Sanctuaire animalier de ZAKOUMA, Safari de la rédemption
CHAD VOLUNTEERS A ZAKOUMA
Photo Joachim Melingui |
Au
bout du premier petit matin, lorsque les trente trois volontaires réunis par
l’association Chad Volunteers entrent dans « l’arche » mise à
disposition par l’Office National de Promotion du Tourisme, de l’Artisanat et
des Arts du Tchad, il est 05h45mn.
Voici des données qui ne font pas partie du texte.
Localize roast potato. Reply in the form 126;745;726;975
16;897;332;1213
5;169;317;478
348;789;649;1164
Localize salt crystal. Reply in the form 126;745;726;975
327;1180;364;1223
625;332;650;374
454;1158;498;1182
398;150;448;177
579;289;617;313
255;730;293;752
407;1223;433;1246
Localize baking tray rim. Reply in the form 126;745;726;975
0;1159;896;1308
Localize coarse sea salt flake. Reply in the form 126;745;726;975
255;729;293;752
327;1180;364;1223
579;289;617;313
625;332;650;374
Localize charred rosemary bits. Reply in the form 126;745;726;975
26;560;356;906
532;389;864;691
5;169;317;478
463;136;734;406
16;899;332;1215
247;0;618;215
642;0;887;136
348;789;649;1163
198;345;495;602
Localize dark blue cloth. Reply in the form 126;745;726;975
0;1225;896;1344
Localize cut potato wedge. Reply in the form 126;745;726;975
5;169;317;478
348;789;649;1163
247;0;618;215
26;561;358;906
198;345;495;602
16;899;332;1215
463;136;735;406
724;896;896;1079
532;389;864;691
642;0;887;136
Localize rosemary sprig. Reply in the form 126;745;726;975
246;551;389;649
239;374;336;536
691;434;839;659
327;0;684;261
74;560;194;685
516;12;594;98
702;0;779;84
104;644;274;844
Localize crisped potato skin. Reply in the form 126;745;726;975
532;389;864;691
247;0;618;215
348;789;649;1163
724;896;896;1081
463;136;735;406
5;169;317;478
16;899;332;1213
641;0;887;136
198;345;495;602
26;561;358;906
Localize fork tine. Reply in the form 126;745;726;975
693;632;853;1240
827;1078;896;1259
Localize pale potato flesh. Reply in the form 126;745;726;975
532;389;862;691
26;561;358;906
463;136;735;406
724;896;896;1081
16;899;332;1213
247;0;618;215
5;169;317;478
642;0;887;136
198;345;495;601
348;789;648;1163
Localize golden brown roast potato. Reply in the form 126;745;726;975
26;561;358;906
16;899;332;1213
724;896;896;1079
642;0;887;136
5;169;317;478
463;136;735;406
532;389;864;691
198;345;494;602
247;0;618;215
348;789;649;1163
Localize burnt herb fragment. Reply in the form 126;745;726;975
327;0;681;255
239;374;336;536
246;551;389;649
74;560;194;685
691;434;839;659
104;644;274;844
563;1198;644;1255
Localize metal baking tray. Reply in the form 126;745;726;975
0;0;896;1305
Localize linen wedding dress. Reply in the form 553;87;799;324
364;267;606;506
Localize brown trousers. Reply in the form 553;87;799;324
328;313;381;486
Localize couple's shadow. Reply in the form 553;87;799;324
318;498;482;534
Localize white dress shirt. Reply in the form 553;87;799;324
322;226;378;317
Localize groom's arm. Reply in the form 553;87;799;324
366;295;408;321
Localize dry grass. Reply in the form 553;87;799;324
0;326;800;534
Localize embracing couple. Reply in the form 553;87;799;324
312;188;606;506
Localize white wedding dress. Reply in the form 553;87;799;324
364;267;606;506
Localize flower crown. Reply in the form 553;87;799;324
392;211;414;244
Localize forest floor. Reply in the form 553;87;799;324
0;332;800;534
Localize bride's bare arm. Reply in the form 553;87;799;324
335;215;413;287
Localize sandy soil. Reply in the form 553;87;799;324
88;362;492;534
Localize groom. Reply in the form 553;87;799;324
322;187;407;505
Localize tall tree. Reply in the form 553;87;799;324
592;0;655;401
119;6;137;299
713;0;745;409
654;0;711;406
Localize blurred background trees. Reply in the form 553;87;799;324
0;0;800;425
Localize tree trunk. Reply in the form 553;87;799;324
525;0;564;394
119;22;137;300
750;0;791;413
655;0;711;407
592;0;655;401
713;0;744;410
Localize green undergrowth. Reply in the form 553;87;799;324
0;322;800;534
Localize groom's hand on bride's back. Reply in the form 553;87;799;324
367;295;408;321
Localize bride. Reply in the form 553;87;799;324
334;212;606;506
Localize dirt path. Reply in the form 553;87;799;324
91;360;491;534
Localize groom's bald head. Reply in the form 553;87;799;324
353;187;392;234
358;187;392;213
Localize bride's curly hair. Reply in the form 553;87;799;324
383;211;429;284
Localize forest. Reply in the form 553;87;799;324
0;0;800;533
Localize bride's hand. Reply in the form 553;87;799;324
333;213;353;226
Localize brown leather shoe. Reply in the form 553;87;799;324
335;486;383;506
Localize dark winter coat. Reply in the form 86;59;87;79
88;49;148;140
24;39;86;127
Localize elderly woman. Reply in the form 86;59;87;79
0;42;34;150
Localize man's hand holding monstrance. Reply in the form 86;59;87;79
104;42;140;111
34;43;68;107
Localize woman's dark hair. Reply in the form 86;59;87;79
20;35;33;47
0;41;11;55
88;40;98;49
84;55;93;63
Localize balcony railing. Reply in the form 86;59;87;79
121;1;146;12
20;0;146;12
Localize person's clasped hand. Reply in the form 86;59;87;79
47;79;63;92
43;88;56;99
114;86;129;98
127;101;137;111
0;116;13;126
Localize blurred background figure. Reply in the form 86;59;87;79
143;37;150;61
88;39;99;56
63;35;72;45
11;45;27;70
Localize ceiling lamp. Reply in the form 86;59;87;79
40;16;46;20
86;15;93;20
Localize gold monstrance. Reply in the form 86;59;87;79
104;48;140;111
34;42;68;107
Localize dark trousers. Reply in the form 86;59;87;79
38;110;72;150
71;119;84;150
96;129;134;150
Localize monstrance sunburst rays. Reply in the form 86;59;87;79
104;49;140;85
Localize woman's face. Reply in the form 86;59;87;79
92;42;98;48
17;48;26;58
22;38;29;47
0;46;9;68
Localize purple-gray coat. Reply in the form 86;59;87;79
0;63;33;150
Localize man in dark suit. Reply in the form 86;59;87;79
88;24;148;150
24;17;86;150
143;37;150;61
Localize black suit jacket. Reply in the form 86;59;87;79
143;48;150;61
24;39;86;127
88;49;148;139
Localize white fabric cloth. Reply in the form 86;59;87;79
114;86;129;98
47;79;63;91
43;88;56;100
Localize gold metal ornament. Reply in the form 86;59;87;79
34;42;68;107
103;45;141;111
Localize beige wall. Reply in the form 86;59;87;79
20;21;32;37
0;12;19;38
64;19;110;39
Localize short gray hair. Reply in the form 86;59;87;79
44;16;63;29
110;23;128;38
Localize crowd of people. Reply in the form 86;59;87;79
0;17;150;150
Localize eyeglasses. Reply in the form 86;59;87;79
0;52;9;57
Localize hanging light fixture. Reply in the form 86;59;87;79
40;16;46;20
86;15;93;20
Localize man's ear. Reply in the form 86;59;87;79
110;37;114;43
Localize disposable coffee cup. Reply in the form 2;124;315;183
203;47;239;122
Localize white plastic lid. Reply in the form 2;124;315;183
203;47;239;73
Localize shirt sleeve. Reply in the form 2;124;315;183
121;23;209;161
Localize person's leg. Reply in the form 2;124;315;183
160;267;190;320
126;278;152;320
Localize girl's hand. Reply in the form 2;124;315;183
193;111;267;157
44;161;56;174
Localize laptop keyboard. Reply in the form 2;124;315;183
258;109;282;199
Cette sélection aléatoire qui réuni des
artistes, des bloggeurs, de jeunes médecins, des entrepreneur(e)s et des
étudiants d’une moyenne d’âge de 25 ans, ne se doute un seul instant ni du
périple qui les attend, ni des émotions qu’ils vont vivre du 22 au 26 janvier
2020.
LE SALAMAT
La
Région du salamat se trouve à 700km de la capitale N’Djaména. Le bitume
rectiligne et interminable nous fait penser à une piste d’atterrissage qui
semble rejoindre l’horizon bleuité au loin. Le paysage de cette fin hivernale
est décoré de vastes étendues de champs de mil « pénicilaire » et de
« Béré-béré » tracés en damier qui vont remplir les greniers afin de
supporter cette saison sèche rude que connaît périodiquement le Tchad. Plus
loin, des montagnes sculptées au laser du temps présentent d’énormes pyramides
disharmonieuses dont les rochers posés en lego instables donnent l’impression
d’une imminente avalanche de pierres. Ces pierres sont ainsi disposées depuis
des centaines d’années, nous apprend l’histoire. Ces sculpteurs de « l’âge
de la pierre taillée » ont légué à la postérité la magnifique statue de la
« femme voilée », AbTouyour à Bitkine et l’extraordinaire succession
de montagnes à forme de femme étendue sur le dos, « la Reine du
Guéra » dans la ville de Mongo.
Photo Dr Hassan Salehmi |
A la
sortie Sud-Est de la ville de Mongo, la civilisation et son bitume
disparaissent, le réseau téléphonique avec. Coupés de notre monde connu, nous
nous dépouillons de nos statuts sociaux au fur et à mesure que « l’arche »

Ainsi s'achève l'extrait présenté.